First off, I love how actionable these are!

And he’s so right that we're sending out messages but we're not always truly connecting. 

We need to recalibrate so that we can fulfil one of our basic functions as humans: really tuning into each other.

The first three of his suggested practices bring us back into our sense of hearing, re-gaining mindfulness and appreciation of it. The fourth allows us to step back and perceive it from the outside, becoming more conscious of our filters and experimenting with them.

His last recommendation is a process called RASA. Though he says this is a Sanskrit word for juice or essence, I just realized he may also be invoking the concept of “tabula rasa”, the clean slate. Hmmm, this may be something to bring up at cocktail parties. 😂

To use RASA, pause to receive someone’s message with true, undivided attention, and appreciate it in an audible way (“mmm”) so that the speaker knows we’re with them. Then summarize to reflect back what they’ve said and, when they’ve finished, ask questions to show curiosity and engagement.

In theory, when we correctly practise RASA, we stay in the present, our mind doesn’t wander and we resist the urge to formulate our next response or chime in before the person speaking has finished.

How often, in your experience, do people communicate this way with colleagues, with clients, with collaborators?

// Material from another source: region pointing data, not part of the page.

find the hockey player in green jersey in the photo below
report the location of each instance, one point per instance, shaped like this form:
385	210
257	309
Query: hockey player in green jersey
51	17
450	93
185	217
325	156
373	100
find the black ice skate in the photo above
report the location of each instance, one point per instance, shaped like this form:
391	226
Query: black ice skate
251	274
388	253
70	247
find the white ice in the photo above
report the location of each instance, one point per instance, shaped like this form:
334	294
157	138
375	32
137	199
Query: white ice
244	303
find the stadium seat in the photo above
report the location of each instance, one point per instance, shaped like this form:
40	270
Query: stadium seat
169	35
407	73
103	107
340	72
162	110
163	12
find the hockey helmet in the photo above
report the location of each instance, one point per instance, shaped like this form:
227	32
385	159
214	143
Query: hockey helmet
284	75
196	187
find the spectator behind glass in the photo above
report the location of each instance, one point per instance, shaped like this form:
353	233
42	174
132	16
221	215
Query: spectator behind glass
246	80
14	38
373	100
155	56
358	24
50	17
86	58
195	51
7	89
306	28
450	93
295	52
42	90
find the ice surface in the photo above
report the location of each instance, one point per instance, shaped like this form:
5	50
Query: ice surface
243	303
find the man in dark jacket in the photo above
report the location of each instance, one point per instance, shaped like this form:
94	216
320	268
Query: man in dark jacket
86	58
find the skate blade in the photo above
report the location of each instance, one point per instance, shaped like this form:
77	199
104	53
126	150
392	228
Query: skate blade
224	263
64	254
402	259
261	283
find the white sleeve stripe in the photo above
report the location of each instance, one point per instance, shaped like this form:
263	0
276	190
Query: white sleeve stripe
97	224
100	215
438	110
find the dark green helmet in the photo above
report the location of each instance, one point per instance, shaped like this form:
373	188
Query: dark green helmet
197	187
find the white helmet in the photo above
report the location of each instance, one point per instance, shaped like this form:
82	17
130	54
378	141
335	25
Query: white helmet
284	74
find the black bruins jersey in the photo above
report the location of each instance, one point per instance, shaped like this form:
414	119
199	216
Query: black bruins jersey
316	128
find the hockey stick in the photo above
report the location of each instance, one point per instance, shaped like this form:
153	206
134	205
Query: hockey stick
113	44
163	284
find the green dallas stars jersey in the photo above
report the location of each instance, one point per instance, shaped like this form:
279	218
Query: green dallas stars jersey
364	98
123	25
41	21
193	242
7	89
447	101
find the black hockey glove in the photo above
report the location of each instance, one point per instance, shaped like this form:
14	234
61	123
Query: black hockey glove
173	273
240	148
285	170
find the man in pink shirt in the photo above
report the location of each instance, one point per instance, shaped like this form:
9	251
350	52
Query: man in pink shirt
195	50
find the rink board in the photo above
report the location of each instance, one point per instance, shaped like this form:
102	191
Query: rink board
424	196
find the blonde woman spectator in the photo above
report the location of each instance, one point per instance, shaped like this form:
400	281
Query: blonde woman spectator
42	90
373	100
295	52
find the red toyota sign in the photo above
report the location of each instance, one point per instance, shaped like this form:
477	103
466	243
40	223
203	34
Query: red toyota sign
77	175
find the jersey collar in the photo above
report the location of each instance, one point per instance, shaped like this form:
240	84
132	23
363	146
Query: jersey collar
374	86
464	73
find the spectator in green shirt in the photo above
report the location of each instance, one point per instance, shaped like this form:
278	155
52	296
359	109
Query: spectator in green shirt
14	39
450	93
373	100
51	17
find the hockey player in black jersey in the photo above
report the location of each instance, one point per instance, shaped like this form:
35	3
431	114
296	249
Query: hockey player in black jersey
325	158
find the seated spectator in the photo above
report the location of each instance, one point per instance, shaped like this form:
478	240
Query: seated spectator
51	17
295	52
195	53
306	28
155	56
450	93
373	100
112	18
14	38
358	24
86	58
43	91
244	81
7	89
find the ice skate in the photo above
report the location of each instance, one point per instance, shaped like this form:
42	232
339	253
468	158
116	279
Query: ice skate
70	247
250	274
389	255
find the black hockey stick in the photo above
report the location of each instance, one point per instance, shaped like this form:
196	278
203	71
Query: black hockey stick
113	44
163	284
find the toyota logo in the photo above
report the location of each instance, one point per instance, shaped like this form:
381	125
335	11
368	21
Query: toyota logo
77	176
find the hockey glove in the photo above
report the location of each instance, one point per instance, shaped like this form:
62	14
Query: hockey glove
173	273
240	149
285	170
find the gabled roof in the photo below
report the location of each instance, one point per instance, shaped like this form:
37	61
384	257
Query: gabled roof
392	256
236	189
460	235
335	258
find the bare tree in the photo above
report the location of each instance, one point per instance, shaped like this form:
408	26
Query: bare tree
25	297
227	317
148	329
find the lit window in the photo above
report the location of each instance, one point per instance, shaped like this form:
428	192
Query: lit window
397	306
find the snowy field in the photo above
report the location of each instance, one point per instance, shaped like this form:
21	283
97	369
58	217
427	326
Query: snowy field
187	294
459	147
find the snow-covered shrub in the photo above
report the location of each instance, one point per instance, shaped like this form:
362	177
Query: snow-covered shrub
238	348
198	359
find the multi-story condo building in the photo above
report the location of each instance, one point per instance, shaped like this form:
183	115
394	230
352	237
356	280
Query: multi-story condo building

Instead, do messages go in one ear and out the other? Are people too busy defending their own points of view to stop and seek out diverse perspectives? Are they rushing on to the next thing?

Are executives maybe not bothering to get buy-in from their teams? And then wondering why everything is delayed or botched?

What is being missed?

On the other hand… if true listening were implemented, could you imagine being on the receiving end of such respectful attention? What might get accomplished if this kind of deep listening were a regular practice throughout your team, division, company?

We hear so many debates about whether people should be in the office together instead of working from home, but shouldn’t the real question be about how we receive and truly attend to one another?